F. Mahkemece Üçüncü Bozmaya Uyularak Verilen Karar

Mahkemenin yukarıda tarih ve sayısı belirtilen kararı ile; bozmaya uyularak yapılan yargılama sonucunda davacının hizmet süresinin davalı Millî Eğitim Bakanlığı nezdinde 15.02.2000-04.04.2012 tarihleri arasında 10 yıl, 9 ay, 4 ... olarak kabul edildiği, davalı Alperen Müteahhitlik Şirketinin devreden alt işveren konumunda olduğu, bu nedenle kendi dönemi ve devir tarihindeki ücret nazara alınarak kıdem tazminatından sorumlu tutulduğu, diğer alacaklardan davalı Bakanlığın sorumlu tutulduğu, fazla çalışma, hafta tatili, ... ... ve genel tatil ücreti talepleri bozma gerekçeleri doğrultusunda değerlendirilerek hafta tatili ücreti talebinin reddi gerektiği, diğer taleplerin kabulü gerektiği gerekçesiyle davanın kısmen kabulüne karar verilmiştir.

V. TEMYİZ

A. Temyiz Yoluna Başvuranlar

Mahkemenin yukarıda belirtilen kararına karşı süresi içinde davacı ve davalı Bakanlık vekilleri temyiz isteminde bulunmuştur.

B. Temyiz Sebepleri

1. Davacı vekili; hükme esas alınan bilirkişi raporunun hatalı tespitler içerdiğini, fazla çalışma, ... ... ve genel tatil ücretlerinin eksik hesaplandığını, hafta tatili ücretinin reddinin hatalı olduğunu, vekâlet ücretinin davada taraf olanların lehine veya aleyhine hükmedileceğini, davada taraf sıfatı olmayan ... Müteahhitlik Şirketinin karara ilgili kişi olarak eklenmesi ve lehine 9.200,00 TL vekâlet ücretine hükmedilmesinin kanun ve usule aykırı olduğunu, ayrıca iki yüklenici firmanın güncel adresine bakıldığında iki firmanın da aynı adreste faaliyet gösterdiği anlaşıldığından iki davalı Şirket arasında organik bağ bulunduğunu ileri sürerek temyiz yoluna başvurmuştur.

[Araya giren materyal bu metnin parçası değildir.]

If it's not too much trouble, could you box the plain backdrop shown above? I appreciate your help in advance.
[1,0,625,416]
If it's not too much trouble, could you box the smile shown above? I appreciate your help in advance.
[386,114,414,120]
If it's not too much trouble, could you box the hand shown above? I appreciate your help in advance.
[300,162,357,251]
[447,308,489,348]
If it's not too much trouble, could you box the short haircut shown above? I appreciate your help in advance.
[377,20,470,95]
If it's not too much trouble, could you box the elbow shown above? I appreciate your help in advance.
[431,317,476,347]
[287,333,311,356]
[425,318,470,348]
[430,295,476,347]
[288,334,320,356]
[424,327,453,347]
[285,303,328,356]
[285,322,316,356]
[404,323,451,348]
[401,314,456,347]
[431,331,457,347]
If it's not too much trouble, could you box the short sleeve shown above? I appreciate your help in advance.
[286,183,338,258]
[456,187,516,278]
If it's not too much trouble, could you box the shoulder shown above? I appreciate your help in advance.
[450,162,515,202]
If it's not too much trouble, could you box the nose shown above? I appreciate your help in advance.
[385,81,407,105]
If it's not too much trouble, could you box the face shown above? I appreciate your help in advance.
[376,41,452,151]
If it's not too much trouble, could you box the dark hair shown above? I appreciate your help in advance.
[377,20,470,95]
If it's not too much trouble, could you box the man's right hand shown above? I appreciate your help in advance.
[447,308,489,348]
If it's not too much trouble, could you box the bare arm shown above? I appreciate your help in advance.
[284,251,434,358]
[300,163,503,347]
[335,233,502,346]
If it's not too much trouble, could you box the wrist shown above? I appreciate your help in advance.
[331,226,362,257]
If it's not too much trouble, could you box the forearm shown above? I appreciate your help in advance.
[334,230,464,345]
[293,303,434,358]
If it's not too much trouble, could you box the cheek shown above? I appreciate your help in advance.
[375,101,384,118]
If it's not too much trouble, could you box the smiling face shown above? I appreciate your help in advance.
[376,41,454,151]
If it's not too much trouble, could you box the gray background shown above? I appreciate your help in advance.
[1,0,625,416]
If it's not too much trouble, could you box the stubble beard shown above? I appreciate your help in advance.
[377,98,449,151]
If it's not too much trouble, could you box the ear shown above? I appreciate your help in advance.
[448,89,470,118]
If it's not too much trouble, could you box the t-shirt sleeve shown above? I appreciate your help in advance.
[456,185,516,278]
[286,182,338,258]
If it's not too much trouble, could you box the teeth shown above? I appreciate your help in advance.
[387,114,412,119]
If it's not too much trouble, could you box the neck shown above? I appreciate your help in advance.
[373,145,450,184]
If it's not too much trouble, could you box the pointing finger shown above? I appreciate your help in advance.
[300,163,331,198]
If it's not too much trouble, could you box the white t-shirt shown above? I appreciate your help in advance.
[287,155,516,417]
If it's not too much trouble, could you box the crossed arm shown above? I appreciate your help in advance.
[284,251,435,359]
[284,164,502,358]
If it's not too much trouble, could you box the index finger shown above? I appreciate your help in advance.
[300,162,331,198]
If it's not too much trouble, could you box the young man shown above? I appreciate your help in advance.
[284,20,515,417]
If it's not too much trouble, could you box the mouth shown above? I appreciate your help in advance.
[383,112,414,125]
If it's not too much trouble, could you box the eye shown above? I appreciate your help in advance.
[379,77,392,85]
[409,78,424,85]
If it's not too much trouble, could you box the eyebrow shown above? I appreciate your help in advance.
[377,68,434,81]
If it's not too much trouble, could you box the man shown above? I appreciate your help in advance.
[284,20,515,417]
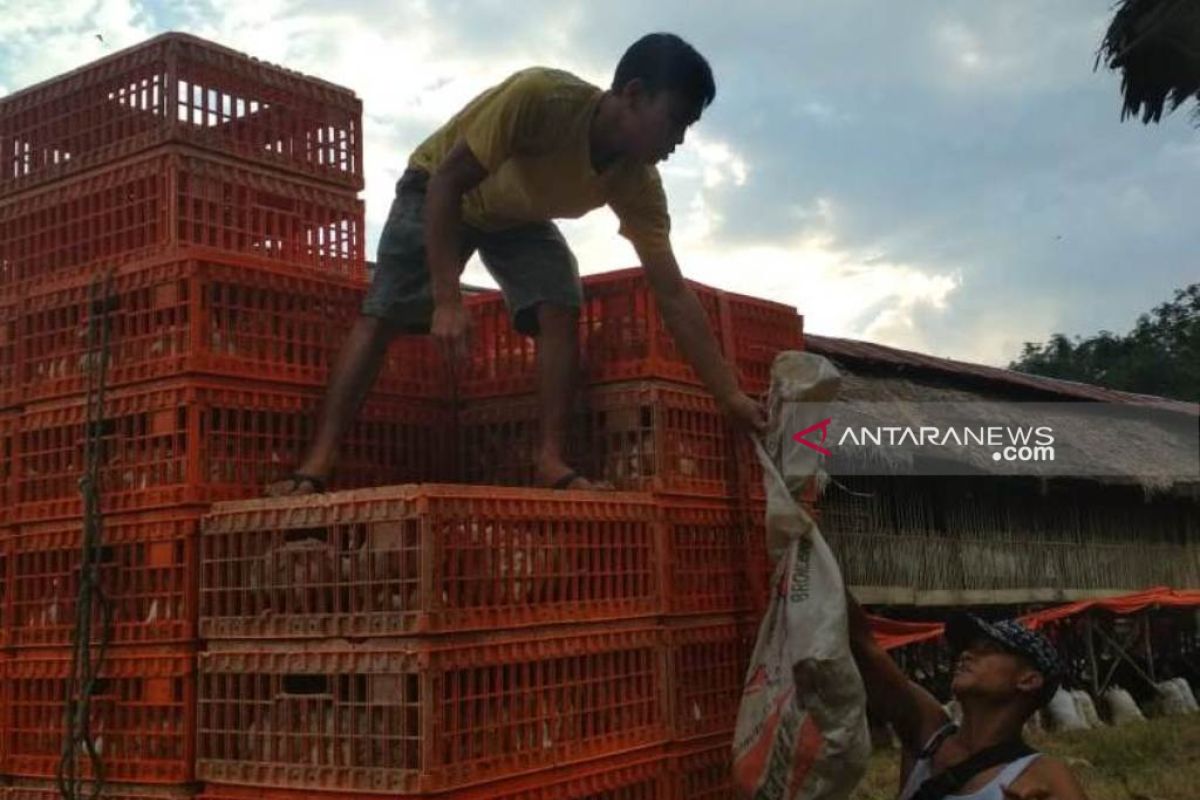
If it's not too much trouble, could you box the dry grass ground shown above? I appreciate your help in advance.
[850,713,1200,800]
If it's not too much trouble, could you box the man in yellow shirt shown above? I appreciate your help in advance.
[269,32,766,495]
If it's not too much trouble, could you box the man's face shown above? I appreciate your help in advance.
[618,82,697,165]
[951,636,1044,703]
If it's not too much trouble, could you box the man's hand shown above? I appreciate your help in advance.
[431,301,470,362]
[720,391,768,436]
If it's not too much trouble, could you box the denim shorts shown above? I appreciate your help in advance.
[362,169,582,336]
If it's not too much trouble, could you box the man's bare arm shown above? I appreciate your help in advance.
[638,248,765,432]
[426,139,489,357]
[846,590,949,754]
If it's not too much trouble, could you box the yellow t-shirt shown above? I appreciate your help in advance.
[409,67,672,259]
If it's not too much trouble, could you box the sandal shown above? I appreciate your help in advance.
[550,471,583,490]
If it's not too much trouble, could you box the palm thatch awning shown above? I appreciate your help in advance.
[1098,0,1200,124]
[831,373,1198,493]
[804,335,1200,494]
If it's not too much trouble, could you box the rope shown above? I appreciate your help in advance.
[58,271,117,800]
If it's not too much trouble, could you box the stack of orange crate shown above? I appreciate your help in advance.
[456,269,805,794]
[196,485,674,797]
[0,32,449,800]
[188,263,804,796]
[0,31,809,800]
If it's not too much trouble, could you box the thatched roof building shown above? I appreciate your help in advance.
[805,334,1200,606]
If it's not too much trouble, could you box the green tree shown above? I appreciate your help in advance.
[1010,284,1200,401]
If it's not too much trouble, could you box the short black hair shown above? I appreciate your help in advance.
[612,33,715,120]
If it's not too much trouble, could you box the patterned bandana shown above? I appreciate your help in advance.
[945,613,1065,705]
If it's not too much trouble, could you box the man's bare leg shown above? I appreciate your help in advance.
[266,314,398,496]
[531,303,611,490]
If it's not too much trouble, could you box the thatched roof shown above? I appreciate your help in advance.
[806,334,1196,414]
[1098,0,1200,125]
[804,335,1200,494]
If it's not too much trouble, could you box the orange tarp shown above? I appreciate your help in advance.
[868,587,1200,651]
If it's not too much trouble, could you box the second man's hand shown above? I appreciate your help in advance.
[720,390,768,436]
[431,300,471,362]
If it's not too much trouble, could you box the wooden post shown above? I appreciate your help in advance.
[1084,615,1100,696]
[1093,621,1158,693]
[1143,612,1155,684]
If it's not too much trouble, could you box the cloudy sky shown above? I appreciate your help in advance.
[3,0,1197,366]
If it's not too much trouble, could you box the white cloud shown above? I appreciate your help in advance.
[929,9,1111,94]
[1161,139,1200,168]
[656,131,752,247]
[790,197,837,229]
[0,0,156,89]
[926,299,1060,367]
[800,100,850,125]
[0,0,99,36]
[644,129,964,354]
[676,232,962,350]
[937,21,987,74]
[557,204,966,361]
[692,139,748,189]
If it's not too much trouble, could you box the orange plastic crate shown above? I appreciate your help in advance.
[460,292,537,397]
[740,497,819,616]
[199,484,660,639]
[9,508,203,648]
[0,651,7,766]
[0,299,17,408]
[577,269,723,386]
[0,411,16,526]
[455,391,543,486]
[718,291,803,395]
[461,270,801,401]
[0,145,365,295]
[0,533,10,649]
[459,381,735,497]
[582,383,735,497]
[663,618,753,740]
[669,734,736,800]
[660,498,758,615]
[5,780,196,800]
[0,32,362,197]
[18,252,443,404]
[2,645,196,783]
[15,378,451,522]
[197,625,667,793]
[461,269,725,397]
[199,746,669,800]
[735,437,823,507]
[732,437,763,503]
[743,506,773,615]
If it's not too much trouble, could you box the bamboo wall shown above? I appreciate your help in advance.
[819,476,1200,603]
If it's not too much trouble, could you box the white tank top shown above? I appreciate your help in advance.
[898,724,1041,800]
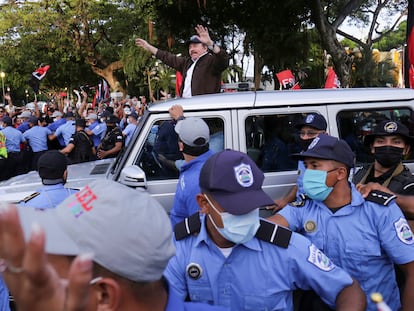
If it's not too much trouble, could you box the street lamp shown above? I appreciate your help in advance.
[0,72,5,105]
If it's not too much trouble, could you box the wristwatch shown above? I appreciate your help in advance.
[208,43,215,50]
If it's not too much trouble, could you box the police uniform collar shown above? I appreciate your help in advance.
[42,178,65,185]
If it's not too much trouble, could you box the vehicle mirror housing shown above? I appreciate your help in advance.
[119,165,147,188]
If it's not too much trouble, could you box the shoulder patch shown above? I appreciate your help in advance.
[174,212,201,241]
[255,219,292,248]
[394,217,414,245]
[307,244,336,271]
[21,192,40,203]
[365,190,396,206]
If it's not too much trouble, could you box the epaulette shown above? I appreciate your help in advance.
[255,219,292,248]
[289,193,307,207]
[174,212,201,241]
[365,190,397,206]
[20,192,40,203]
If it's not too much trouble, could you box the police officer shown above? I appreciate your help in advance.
[273,113,327,210]
[60,118,95,164]
[1,116,25,178]
[85,112,106,150]
[122,111,139,147]
[165,149,366,310]
[51,111,76,147]
[353,120,414,221]
[19,150,78,209]
[169,117,214,226]
[97,114,123,159]
[271,134,414,311]
[16,110,32,133]
[22,116,53,170]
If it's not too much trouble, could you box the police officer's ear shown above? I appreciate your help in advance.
[336,166,349,181]
[196,193,209,214]
[178,140,184,152]
[91,277,121,310]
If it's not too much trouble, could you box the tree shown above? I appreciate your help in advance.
[309,0,407,87]
[0,0,150,99]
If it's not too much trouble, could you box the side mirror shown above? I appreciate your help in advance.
[119,165,147,188]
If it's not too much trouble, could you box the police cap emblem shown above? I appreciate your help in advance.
[383,121,398,134]
[233,163,254,188]
[305,114,315,124]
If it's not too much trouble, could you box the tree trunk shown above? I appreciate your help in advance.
[253,50,264,90]
[90,60,125,95]
[309,0,354,88]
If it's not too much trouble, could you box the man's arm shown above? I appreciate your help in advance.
[60,143,75,155]
[335,279,367,311]
[135,38,158,55]
[97,141,122,159]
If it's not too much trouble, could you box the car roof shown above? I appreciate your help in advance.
[148,88,414,113]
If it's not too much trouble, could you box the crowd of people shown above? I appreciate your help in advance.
[0,91,148,181]
[0,24,411,311]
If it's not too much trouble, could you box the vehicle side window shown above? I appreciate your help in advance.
[245,114,303,172]
[135,117,224,181]
[337,108,414,164]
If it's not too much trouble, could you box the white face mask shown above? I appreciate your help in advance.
[205,194,260,244]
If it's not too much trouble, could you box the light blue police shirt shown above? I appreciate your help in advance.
[0,277,10,311]
[165,215,353,310]
[87,121,106,147]
[170,150,214,227]
[1,126,25,152]
[19,184,78,209]
[17,121,30,133]
[47,118,66,132]
[166,281,229,311]
[278,183,414,311]
[122,123,137,147]
[55,120,76,146]
[22,126,52,152]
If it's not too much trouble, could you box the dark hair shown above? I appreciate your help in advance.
[181,140,209,156]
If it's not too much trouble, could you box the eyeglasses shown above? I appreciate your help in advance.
[299,131,319,137]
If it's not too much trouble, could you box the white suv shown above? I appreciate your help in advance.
[2,88,414,213]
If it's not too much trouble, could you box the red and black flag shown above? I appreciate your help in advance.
[28,64,50,93]
[406,0,414,88]
[276,69,301,90]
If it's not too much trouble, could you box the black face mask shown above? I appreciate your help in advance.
[374,145,404,168]
[300,138,314,150]
[107,125,116,131]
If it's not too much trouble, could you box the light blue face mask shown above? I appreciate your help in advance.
[303,169,334,202]
[205,194,260,244]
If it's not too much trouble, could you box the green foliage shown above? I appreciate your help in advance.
[374,21,407,51]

2. Davalı Millî Eğitim Bakanlığı vekili; davacının hiçbir alacağının olmadığını, bilirkişi raporunun eksik incelemeye dayalı olduğunu, rapora itirazlarının gözetilmediğini davacı tanık beyanlarının esas alınmasının hatalı olduğunu, davacının iddialarını ispatlayamadığını, davalı İdarenin davada sorumluluğunun bulunmadığını, davanın belirsiz alacak davası olarak açılmasının hatalı olduğunu, zamanaşımı def'i dikkate alınmadan karar verildiğini, davanın reddi gerektiğini, eğer İdarenin sorumluluğuna gidilecekse yargı yerinin idari yargı olduğunu, görev itirazlarının bulunduğunu ileri sürerek temyiz yoluna başvurmuştur.

C. Gerekçe

1. Uyuşmazlık ve Hukuki Nitelendirme

Dosya içeriğine, bozmanın mahiyeti ve kapsamına göre taraflar arasındaki uyuşmazlık, fazla çalışma, hafta tatili ile ... ... ve genel tatil alacaklarına hak kazanıp kazanmadığı, bu alacakların hesap yöntemi ve dava dışı ... Müteahhitlik Şirketi lehine vekâlet ücretine hükmedilip hükmedilemeyeceği hususlarına ilişkindir.

2. İlgili Hukuk

1.6100 sayılı Kanun'un geçici 3 üncü maddesinin ikinci fıkrası atfıyla uygulanmasına devam olunan mülga 1086 sayılı Hukuk Usulü Muhakemeleri Kanunu'nun (1086 sayılı Kanun) 428 ... maddesi, 438 ... maddesinin yedi, sekiz ve dokuzuncu fıkraları ile 439 uncu maddesinin ikinci fıkrası, 6100 sayılı Kanun'un 326 ve 330 uncu maddeleri.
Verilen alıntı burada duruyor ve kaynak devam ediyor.